Door #1: Think systemically
Sir Isaac Newton’s third law of motion states that “every action has an equal and opposite reaction”. I believe this concept of balance does not just apply to the physics of motion, but also to all things in nature, in our lives, and in business. Nature and its ecosystem is intended to be balanced. Our lives should be balanced. Organizations should be balanced. To help with balance, is it great to think systemically. This helps you think of the big picture and helps you balance short-term and long-term perspectives.
When making decisions, it is important to ensure that whatever decision you make does not upset the balance. When it does, those are typically called unintended consequences. There are times where things get stuck in a reinforcing loop which can cause imbalance but for the most part, things should be in a state of balance.
In our personal life, we always talk about work and life balance. In nature, the ecosystem is supposed to be balanced. When decisions are made that do not keep balance, dire consequences can occur. The decision to use fossil fuels for many things, as an example, may have helped advance technology but it created an imbalance between greenhouse gas emissions and the ability for natural processes to absorb those emissions. The result is a continued increase in greenhouse gases, and CO2 in the atmosphere has increased by at least 40% over the past 200 years. That is one big unintended consequence that needs to be balanced out.
Every action can have unintended consequences and it is very important to think about those possible consequences before making decisions. With all decisions, make sure you are thinking systemically and thinking about the unintended consequences of the decision and try to keep the balance.
Door #2: Align with Strategic Goals
What is the value of a decision if the output does not align with strategic goals? In your personal life, strategic goals help you determine what matters most in your life. Then your decisions should be weighed against whether the outcome helps you get there. If it is an important job, then decisions should be helping you obtain that job. If it is to retire early, then financial decisions should be helping you to obtain that. In business, it is critical to align to organization’s strategic goals. It avoids misalignment and teams working in silos.
Door #3: Be Data-informed
Decisions which are systemic, and which are aligned with strategic goals, also need to leverage data and evidence. This helps you take into account both measurable and non-measurable factors. There is plenty of data that you can use when making your decisions. But don’t forget the intangible evidence and information. This includes things like morale, levels of trust, relationships in work and in life. We need to leverage the tangible data along with the knowledge of these intangibles to make data-informed decisions.
Being data-informed is not only important when you are making a decision, but just as importantly, when evaluating your decision. We mentioned earlier that there are times when things may be unbalanced for a short period, and that is ok. The key is to use data and evidence to be aware of that and then course correct. This mantra is similar to the one that many famous leaders have said about not worrying about making a decision and being wrong, just identify it is wrong quickly and recover. In other words, fail fast.

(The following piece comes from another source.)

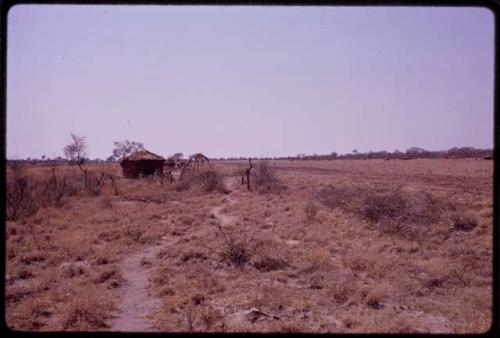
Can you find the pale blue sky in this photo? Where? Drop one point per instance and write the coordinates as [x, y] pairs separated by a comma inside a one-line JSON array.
[[248, 81]]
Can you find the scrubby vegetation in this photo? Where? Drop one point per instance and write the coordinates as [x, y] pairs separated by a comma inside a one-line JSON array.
[[344, 248]]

To do that you need to use data and evidence to review your decision and see if it is in fact systemic and aligned with strategic goals. Void of any data or evidence, you cannot course correct.
So, 3 key doors to making good decisions in nature, life, and business are to: think systemically, align the decision with strategic goals, and be data-informed. When you are making decisions, ask yourself these questions:
- What possible unintended consequences can you think of based off your decision?
- Is your decision aligned with strategic goals?
- Is your decision informed with data and evidence?
If you follow this simple recipe, the aggregate of your decisions will help you get where you want to go.